CBT is an evidence-based, active psychological therapy in which client and therapist team up to help the client move from problem to goal. A CBT therapist would usually help you focus upon:
- Patterns of behaviour – for example avoidance, checking, social isolation
- Thoughts, attitudes, assumptions and beliefs – e.g. the way you see yourself, the world around you or other people
- Mental activities such as dwelling and ruminating, where you tend to focus your attention, planning and preparing.
In addition, if appropriate, they might also help you consider matters related to taking care of yourself, your important relationships, hobbies and interest, your environment and other aspects of you life that reflect your values.
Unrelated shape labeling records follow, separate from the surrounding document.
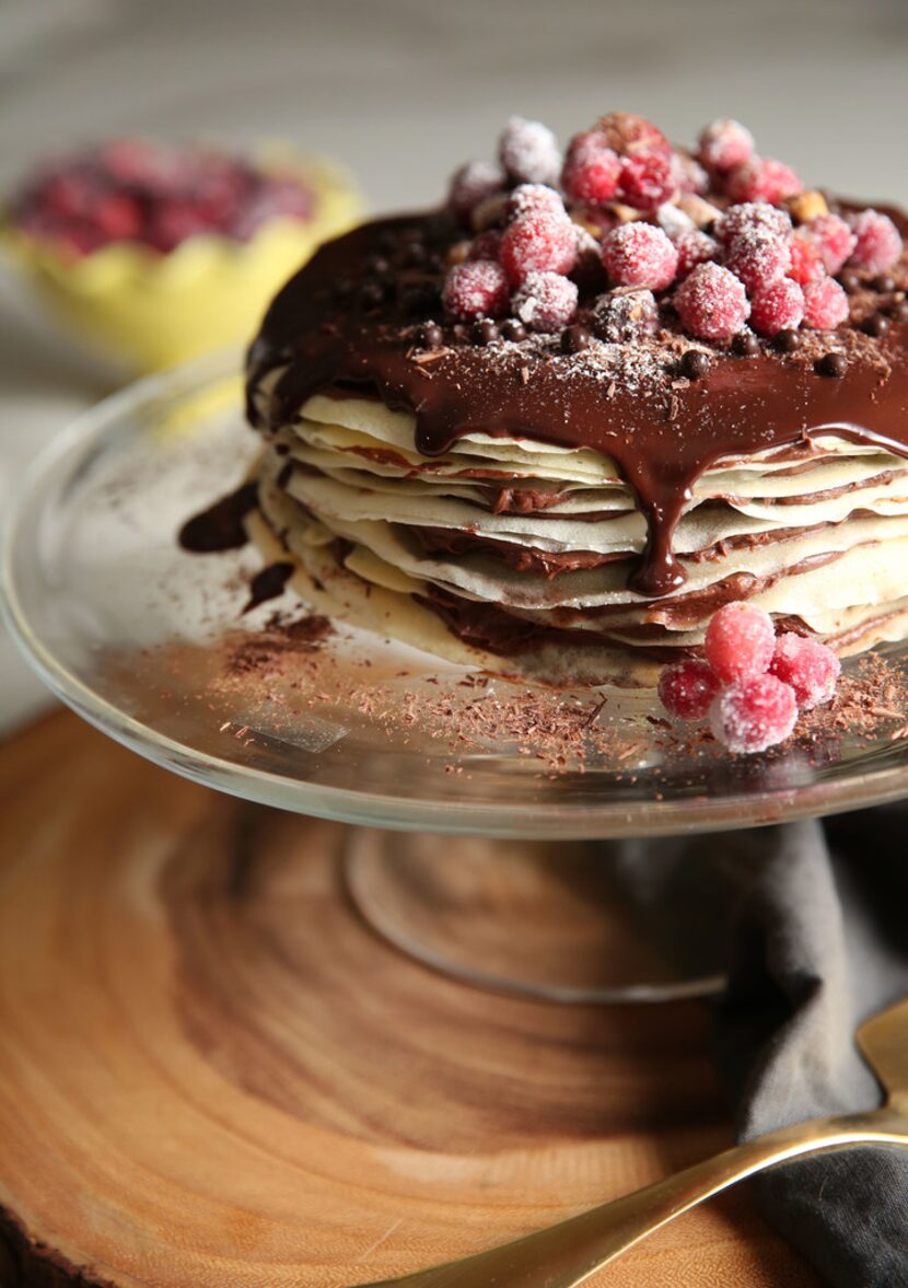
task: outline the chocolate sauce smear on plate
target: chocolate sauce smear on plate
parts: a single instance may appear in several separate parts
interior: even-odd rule
[[[269,599],[277,599],[278,595],[282,595],[292,573],[294,565],[291,563],[268,564],[261,572],[256,572],[249,585],[250,596],[243,613],[251,613],[259,604],[265,604]]]
[[[240,550],[249,540],[243,519],[256,506],[255,483],[243,483],[236,492],[215,501],[201,514],[183,524],[179,544],[192,554],[216,554],[219,550]]]
[[[899,211],[876,209],[908,232]],[[683,585],[672,535],[694,483],[721,457],[790,444],[808,455],[810,440],[829,430],[908,456],[908,321],[895,308],[877,337],[847,325],[823,334],[826,348],[835,339],[847,350],[846,375],[835,380],[818,375],[800,349],[741,354],[730,344],[712,346],[698,379],[679,379],[689,341],[671,331],[670,318],[654,340],[621,346],[626,379],[609,376],[595,345],[564,354],[558,335],[547,352],[540,337],[478,345],[469,327],[431,322],[442,335],[433,332],[426,348],[426,319],[440,307],[428,313],[425,301],[438,300],[444,255],[461,237],[444,214],[430,211],[377,220],[323,246],[276,298],[250,350],[252,422],[276,430],[313,394],[355,394],[412,412],[415,447],[428,457],[475,430],[595,448],[616,462],[647,519],[631,586],[648,598]],[[407,267],[413,261],[421,267]],[[594,285],[585,299],[581,286],[581,312],[601,289]],[[415,296],[421,316],[412,316]],[[806,348],[815,339],[808,334]],[[263,422],[255,389],[285,366]]]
Therapy usually starts with an assessment session, leading to a working theory about how your problem is maintained, and a plan on how you could begin to overcome it. Therapy sessions focus on understanding how to break out of the vicious cycles that are maintaining your problem. Usually there is a strong focus upon ‘homework’ tasks to carry out between sessions. These might include reading some relevant material, deliberately changing patterns of behaviour, written exercises, imagery techniques, attention training exercises, and will be tailored to your problems and goals. For a broad introduction to some of the wide range of techniques and principles used in CBT, I recommend a book that I co-authored called ‘Cognitive Behavioural Therapy for Dummies’, published by John Wiley & Sons.
How long does the session last?
Sessions last for 50 minutes.
Normally they start on the hour and finish at ten minutes to the hour.